Langton Investments Limited opposed these arguments, maintaining that Meron Limited had failed to produce evidence of possession during the injunction hearing and that the court had acted properly within its discretion under Order 40 of the Civil Procedure Rules.

“It was submitted that an injunction order cannot be set aside unless, subsequent to the issuance thereof, circumstances exist that render the continued retention of the injunction unreasonable or unjustifiable,” it further notes.

According to Langton, allowing Meron Limited to continue dealing with the property would undermine the authority of the court and prejudice the pending determination of ownership, which could only be resolved through a full trial.

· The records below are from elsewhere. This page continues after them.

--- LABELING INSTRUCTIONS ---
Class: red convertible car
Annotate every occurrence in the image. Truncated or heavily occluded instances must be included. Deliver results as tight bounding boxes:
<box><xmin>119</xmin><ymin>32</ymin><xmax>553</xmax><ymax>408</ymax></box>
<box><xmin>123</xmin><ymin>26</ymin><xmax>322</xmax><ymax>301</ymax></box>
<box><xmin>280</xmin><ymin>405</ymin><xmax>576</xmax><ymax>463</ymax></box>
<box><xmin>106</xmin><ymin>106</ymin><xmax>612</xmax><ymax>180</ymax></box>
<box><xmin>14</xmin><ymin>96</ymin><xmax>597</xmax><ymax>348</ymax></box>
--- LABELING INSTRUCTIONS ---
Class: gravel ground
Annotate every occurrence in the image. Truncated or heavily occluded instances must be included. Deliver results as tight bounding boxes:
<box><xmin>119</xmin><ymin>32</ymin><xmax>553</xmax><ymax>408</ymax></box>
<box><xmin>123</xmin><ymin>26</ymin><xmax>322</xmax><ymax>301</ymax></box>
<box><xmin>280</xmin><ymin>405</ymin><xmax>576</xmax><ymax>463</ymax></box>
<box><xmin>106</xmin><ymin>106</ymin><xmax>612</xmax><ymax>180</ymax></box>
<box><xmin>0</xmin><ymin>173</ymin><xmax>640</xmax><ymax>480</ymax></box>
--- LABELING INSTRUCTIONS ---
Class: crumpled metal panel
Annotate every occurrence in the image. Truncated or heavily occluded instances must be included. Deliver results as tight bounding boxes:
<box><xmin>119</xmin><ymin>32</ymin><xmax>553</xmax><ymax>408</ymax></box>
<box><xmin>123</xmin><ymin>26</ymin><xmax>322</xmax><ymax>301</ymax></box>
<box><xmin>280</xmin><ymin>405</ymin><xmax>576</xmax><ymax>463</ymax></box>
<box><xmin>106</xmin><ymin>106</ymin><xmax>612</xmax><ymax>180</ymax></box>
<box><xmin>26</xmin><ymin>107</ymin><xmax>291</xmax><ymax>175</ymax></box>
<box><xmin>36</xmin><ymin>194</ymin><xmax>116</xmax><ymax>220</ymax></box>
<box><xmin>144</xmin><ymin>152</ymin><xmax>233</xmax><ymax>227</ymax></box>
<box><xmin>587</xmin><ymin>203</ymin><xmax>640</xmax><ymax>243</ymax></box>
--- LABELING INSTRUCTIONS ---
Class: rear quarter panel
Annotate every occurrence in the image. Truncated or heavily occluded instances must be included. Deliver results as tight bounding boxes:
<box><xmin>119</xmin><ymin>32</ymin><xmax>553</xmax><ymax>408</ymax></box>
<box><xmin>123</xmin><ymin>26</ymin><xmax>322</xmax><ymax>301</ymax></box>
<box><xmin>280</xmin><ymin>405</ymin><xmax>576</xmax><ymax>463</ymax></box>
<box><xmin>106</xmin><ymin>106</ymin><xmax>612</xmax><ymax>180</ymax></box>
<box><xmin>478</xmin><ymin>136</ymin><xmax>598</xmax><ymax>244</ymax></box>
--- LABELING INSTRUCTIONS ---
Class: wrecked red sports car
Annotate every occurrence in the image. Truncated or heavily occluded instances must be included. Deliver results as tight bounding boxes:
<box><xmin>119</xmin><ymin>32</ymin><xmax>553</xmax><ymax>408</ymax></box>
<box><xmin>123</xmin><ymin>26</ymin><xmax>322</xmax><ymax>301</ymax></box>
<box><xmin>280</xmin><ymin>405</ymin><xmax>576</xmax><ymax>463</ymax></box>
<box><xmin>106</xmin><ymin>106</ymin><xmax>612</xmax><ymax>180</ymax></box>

When the matter was reconsidered, the Environment and Land Court on December 4, 2023, declined to set aside the injunction.

The court held that Meron Limited had not demonstrated any new evidence or changed circumstances to justify varying the orders, and found that the dispute raised serious issues of ownership that could not be determined at an interlocutory stage.

The court further observed that the application appeared to be an attempt to litigate ownership through procedural applications rather than through a full hearing and directed that the matter proceed to trial, where evidence from all parties could be properly tested.

Amid the ongoing injunction dispute, court records show that a parallel legal battle emerged over the cancellation of the titles of the subdivided land.

In a judicial review application, Meron Limited challenged the decision by the Chief Land Registrar to revoke and cancel its titles over the same parcels, arguing that the action was taken without jurisdiction and without affording it a fair hearing.

“Meron Limited, seeks an order of Certiorari to remove into this court and quash the decision by the Registrar of Titles, Nairobi, to revoke and cancel the leases and certificates of titles in respect to parcels of land,” the application reads.

The company maintained that only a court could cancel land titles, especially in allegations involving fraud, and that administrative action violated constitutional protections over property rights.

The Registrar of Titles and Langton Investments Limited defended the cancellation, arguing that the titles had been obtained through irregular subdivision and fraud, and that statutory powers allowed correction of the land register.

They also claimed that notices had been issued and that Meron Limited failed to comply with the summons requiring the surrender of the disputed titles.

However, in a judgement delivered on February 5, 2025, the High Court found that the Registrar had acted beyond legal authority by cancelling the titles without following proper legal procedure.

“I hereby issue an order of Certiorari removing into this court and quashing the decision by the Registrar of Titles, Nairobi, to revoke and cancel the leases and certificates of titles in respect to parcels of land,” Justice Edward Wabwoto ruled.

It is this layered legal background that has now spilled into Marurui on the ground.